Biography Bulat Okudzhava

Bulat Shalovich Okudzhava (1924 – 1997) is a poet-bard and a writer, one of the founders of the Russian genre called author’s song or an underground Guitar-Poetry movement. The son of Georgian father and Armenian mother, he was born in Moscow. In 1937, his father was murdered in prison, and his mother was arrested the same year and spent a decade in labor camps. In 1941, at the age of 17, Okudzhava volunteered for the Red Army infantry and from 1942 participated in the war World War II. After his discharge from the service in 1945, he graduated from the Tbilisi University to become a teacher. For the five years, he taught in a village school in the Kaluga area, where his first volume, Lyrics (1956) appeared. Although he had no formal training in music, he performed his verses self-accompanied by a seven-string guitar.

By the 1960s Okudzhava gained widespread popularity within Russia as a poet-performer. He was among the first to perform poetic compositions with messages perceived as unofficial — even though the lyrics dealt with love or such simple things as a Moscow street or the last trolley home. His songs often described contemporary urban life, but were wryly satirical of the official version, written in the best tradition of Aesop language, imbued with a sense of mystery and irony, deviating from the typical Soviet music. Okudzhava was never treated as a political dissident as the messages of his songs conveyed no open resistance but kept a certain reticence (nedogovorennost’) (Terras 1985).

His songs about the war formed an important part of his repertoire. The main topics of his war songs were brutality of war, human frailty, the enduring presence of hope. He expressed his personal attitude to the war by focusing on human sacrifice, the futility of war as, for example in his song The Paper Soldier. He possessed an exceptional melodic gift, and the intelligent lyrics of his songs blended perfectly with his music and his voice.

From the early 60s on, his songs recorded and sung by urban youth and in Russian intellectual circles during hiking trips, in student’s hostels, in the apartments. Intelligentsia widely distributed his recordings in magnitizd.

Okudzhava was a member of the Writer’s Union and famous as a historic writer. His debut un-heroic war story Goodbye, Schoolboy (1961) followed by a non-conventional historical play about Decembrists A Taste of Freedom (1966). According to Bykov, a biographer of Bulat Okudzhava, Decembrists attracted Okudzhava not only for their “noble”and “selfless” political action, but also for their fearless resistance to autocrats that reinforced the growth of liberalism in Russia. In 1969, Okudzhava published his first historical novel Poor Avrosimov set in 1820. One of his the most popular historical novels, Dillettantes’ Journey (1978), portrays a classical character mid-19cntury’s “superfluous man” (Bykov 2009).

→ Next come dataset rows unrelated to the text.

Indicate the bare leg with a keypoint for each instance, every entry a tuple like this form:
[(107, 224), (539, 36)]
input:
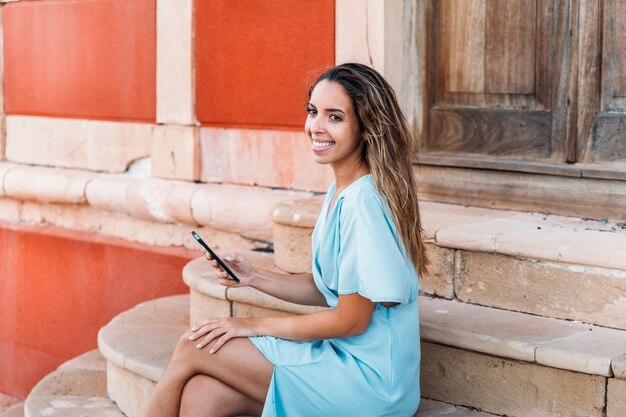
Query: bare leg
[(238, 364), (223, 400)]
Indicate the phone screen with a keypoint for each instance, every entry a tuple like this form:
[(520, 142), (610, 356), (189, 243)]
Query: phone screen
[(214, 255)]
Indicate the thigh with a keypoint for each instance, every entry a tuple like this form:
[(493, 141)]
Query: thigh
[(205, 396), (238, 364)]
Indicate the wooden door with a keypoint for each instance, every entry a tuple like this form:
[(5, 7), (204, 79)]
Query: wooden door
[(522, 85)]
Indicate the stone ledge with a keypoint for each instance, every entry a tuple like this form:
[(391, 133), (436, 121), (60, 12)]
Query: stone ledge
[(77, 387), (524, 235), (244, 210), (198, 275), (554, 343), (121, 343), (543, 237), (51, 185)]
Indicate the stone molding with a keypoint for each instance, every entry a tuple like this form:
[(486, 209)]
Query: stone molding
[(74, 143), (234, 156), (85, 198)]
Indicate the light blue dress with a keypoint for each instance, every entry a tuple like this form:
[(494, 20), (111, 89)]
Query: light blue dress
[(355, 249)]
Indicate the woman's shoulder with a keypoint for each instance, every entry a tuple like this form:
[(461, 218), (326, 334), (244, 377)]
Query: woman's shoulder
[(363, 197)]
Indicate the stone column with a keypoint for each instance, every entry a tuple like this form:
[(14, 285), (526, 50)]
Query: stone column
[(2, 117), (371, 32), (175, 140)]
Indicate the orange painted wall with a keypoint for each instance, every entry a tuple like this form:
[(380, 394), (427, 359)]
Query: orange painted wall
[(92, 59), (59, 287), (253, 58)]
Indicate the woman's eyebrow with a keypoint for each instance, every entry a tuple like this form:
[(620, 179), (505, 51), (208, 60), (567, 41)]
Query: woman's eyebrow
[(335, 110)]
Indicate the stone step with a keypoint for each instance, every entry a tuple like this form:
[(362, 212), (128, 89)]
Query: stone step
[(76, 389), (16, 410), (528, 262), (134, 368), (499, 361)]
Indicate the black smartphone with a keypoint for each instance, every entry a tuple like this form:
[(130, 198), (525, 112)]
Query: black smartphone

Bykov also argues that Okudzhava conducted no systematic research for his popular historical works, instead relaying on the imaginative and independent streak of a dissident who has his own approach to the history. As Okudzhava put it in his song I am writing a historical novel (1975), “Each writes as he hears, Each hears as he breathes, As he breathes, so he writes…”

Bulat Okudzhava died in France, where he had come on a private visit. 

Sources

Bykov, Dmitry. Bulat Okudzhava. Molodaya Gvardiya, 2009.

Smith, Gerald Stanton. Songs to Seven Strings: Russian Guitar Poetry and Soviet “Mass Song.” Bloomington: Indiana University Press, 1984.